When the FDA approved the first disease-modifying Alzheimer’s drug, lecanemab, earlier this year, it changed the game. Only people with mild or very mild symptoms are eligible for the drug, making early diagnosis critical. Neurologist Randall J. Bateman, MD, whose previous research led to the development of an Alzheimer’s blood test, recently discovered a biomarker with the potential to pinpoint the stage of disease and track progression. A clinical test based on this biomarker may help people gain access to next-generation therapeutics.

Credit: Matt MillerChihiro Sato, PhD (left), assistant professor of neurology, and Kanta Horie, PhD, research associate professor, study tau protein using the mass spectrometer at the Tracy Family Stable Isotope Labeling Quantitation Center. The team found a novel tau biomarker for primary tauopathies.

Why symptoms appear with age

Huntington’s disease is caused by a genetic error present at birth, though symptoms such as memory lapses and clumsiness don’t arise until middle age. Developmental biologist Andrew S. Yoo, PhD, pioneered a technique to transform skin cells from Huntington’s patients into neurons that carry each patient’s genetic defect. This allowed him to study Huntingon’s noninvasively. To better understand aging in Huntington’s patients, he obtained skin cells from patients of different ages. He discovered that as patients age, a vital cellular process called autophagy gradually becomes impaired in such neurons, causing them to deteriorate and die, and that boosting autophagy improves neurons’ survival.

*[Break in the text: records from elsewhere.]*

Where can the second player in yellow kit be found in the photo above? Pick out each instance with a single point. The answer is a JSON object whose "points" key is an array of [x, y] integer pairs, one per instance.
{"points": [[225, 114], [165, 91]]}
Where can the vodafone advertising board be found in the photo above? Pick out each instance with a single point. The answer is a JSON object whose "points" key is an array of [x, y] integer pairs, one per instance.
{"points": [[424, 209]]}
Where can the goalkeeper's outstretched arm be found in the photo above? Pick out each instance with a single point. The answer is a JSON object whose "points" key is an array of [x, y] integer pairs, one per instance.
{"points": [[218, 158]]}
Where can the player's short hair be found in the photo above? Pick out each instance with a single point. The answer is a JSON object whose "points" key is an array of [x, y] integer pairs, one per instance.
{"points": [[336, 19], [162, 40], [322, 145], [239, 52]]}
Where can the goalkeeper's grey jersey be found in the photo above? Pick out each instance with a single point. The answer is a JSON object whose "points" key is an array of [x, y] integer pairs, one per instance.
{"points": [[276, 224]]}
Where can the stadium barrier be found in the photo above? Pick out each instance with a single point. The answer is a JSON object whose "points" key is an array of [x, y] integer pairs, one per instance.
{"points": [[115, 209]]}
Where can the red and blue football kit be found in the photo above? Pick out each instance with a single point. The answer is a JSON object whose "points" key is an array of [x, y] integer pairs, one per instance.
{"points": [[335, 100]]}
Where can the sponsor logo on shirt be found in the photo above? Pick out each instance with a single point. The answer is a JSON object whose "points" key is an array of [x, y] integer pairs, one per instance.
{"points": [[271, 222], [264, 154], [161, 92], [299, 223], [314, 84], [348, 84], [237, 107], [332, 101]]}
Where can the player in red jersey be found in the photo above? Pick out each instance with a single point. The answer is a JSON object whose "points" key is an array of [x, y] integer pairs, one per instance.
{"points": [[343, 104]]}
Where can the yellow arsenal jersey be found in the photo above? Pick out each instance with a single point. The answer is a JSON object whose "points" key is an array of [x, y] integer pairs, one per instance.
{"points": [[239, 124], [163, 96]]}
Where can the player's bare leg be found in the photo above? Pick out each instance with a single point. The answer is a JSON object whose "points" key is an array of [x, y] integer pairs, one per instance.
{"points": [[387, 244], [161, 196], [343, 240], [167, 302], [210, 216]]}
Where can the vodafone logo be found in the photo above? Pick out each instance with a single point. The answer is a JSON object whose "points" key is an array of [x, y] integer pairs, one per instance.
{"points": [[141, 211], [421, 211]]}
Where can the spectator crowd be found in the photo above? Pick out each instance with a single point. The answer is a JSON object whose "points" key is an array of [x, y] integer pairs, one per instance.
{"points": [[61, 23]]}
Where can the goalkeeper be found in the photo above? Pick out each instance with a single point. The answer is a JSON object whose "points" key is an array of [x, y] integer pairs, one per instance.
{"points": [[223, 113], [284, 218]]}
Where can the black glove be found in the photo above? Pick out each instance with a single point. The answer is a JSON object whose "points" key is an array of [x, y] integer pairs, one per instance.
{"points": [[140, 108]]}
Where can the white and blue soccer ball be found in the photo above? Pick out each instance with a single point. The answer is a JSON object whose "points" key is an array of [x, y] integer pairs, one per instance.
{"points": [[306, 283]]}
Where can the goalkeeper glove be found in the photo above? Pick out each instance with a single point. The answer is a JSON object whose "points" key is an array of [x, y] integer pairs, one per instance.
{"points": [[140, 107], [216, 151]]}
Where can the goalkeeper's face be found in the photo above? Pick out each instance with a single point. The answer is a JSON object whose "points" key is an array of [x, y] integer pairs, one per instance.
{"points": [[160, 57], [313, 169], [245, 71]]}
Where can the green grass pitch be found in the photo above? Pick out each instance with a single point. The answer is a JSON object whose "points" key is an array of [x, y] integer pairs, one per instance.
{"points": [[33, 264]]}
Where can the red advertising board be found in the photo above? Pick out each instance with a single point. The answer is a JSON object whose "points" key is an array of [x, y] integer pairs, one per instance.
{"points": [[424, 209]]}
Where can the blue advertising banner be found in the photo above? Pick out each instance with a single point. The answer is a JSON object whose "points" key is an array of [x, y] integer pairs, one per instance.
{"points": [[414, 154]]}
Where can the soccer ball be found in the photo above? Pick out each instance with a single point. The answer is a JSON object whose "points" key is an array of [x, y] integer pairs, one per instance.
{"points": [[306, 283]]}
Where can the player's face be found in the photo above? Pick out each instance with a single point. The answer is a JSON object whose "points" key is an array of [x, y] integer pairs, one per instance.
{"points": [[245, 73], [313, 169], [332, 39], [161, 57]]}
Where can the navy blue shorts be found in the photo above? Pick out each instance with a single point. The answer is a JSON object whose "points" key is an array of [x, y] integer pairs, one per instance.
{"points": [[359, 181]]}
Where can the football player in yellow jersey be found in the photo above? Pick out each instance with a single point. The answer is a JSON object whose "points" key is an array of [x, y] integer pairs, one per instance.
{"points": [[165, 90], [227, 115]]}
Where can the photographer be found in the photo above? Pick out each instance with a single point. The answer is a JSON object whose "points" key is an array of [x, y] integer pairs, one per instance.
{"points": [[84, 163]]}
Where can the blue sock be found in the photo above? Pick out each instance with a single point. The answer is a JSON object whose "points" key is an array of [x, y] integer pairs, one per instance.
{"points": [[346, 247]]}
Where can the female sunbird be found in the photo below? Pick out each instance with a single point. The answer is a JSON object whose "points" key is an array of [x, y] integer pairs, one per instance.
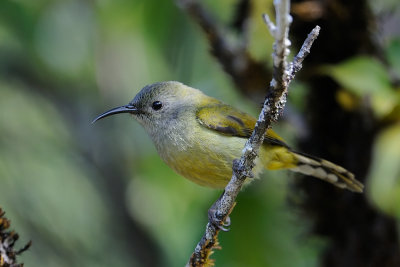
{"points": [[199, 137]]}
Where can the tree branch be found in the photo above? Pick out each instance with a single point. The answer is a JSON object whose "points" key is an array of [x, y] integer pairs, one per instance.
{"points": [[247, 74], [8, 254], [274, 103]]}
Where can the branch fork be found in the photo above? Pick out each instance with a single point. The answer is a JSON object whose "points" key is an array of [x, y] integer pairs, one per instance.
{"points": [[283, 74]]}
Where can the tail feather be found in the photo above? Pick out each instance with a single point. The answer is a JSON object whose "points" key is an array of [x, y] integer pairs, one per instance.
{"points": [[327, 171]]}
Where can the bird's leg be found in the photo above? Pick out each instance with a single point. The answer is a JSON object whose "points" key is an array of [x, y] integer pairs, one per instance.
{"points": [[216, 218]]}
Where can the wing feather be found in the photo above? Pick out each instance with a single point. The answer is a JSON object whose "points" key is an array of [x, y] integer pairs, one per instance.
{"points": [[230, 121]]}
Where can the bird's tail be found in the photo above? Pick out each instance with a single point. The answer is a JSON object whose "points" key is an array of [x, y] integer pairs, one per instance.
{"points": [[327, 171]]}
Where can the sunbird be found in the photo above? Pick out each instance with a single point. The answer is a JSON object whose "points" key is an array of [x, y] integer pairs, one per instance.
{"points": [[199, 137]]}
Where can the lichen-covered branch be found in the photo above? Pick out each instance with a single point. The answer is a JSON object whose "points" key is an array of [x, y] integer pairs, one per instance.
{"points": [[274, 103], [8, 255], [246, 73]]}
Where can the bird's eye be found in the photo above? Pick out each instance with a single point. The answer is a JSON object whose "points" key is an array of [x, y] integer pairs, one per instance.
{"points": [[156, 105]]}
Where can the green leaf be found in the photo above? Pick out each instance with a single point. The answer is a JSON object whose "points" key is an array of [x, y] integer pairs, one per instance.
{"points": [[384, 182], [366, 77], [393, 55]]}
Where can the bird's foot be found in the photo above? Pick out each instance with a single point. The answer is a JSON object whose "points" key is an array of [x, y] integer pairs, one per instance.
{"points": [[218, 220]]}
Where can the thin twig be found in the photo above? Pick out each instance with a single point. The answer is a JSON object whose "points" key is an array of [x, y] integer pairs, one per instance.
{"points": [[249, 75], [273, 106]]}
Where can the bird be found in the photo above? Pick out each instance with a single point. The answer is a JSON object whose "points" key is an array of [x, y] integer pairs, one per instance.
{"points": [[199, 136]]}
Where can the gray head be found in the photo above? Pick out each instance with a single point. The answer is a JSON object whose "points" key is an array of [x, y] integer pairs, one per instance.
{"points": [[157, 104]]}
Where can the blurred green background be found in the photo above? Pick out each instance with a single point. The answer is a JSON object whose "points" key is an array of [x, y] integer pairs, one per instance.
{"points": [[98, 195]]}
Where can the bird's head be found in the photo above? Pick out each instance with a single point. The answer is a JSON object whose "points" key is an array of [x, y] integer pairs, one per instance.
{"points": [[159, 104]]}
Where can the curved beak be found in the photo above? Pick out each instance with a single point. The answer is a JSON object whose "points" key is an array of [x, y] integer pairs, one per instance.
{"points": [[123, 109]]}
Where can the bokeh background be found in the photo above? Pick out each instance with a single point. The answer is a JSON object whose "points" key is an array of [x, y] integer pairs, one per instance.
{"points": [[99, 195]]}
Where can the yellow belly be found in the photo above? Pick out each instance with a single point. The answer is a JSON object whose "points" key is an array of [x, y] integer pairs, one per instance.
{"points": [[208, 162]]}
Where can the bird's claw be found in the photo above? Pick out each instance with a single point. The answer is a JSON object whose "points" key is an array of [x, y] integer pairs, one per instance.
{"points": [[216, 219]]}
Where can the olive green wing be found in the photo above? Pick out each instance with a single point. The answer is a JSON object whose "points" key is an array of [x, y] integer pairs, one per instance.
{"points": [[230, 121]]}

Ensuring research benefits all

Led by director John C. Morris, MD, the Knight Alzheimer Disease Research Center has become a national leader in health equity with one of the most diverse volunteer cohorts in the country. WashU Medicine researchers have uncovered troubling racial disparities: some Alzheimer’s blood tests yield results that differ by race; and African Americans tend to encounter delays in obtaining specialist memory care, putting them at risk of missing the drug treatment eligibility window.

New tricks for old drugs

People diagnosed with neurodegenerative diseases typically have few treatment options. To expand the formulary, some scientists are looking at repurposing drugs already approved by the FDA for other ailments. Using human genomic data, geneticist Carlos Cruchaga, PhD, identified 15 existing drugs with therapeutic potential for Alzheimer’s, as well as seven for Parkinson’s, six for stroke and one for amyotrophic lateral sclerosis (ALS). In related work, neurologist David M. Holtzman, MD, discovered that some white blood cells exacerbate brain degeneration. “It’s likely that some drugs that act on white blood cells called T cells could be moved into clinical trials for Alzheimer’s disease relatively quickly,” Holtzman said.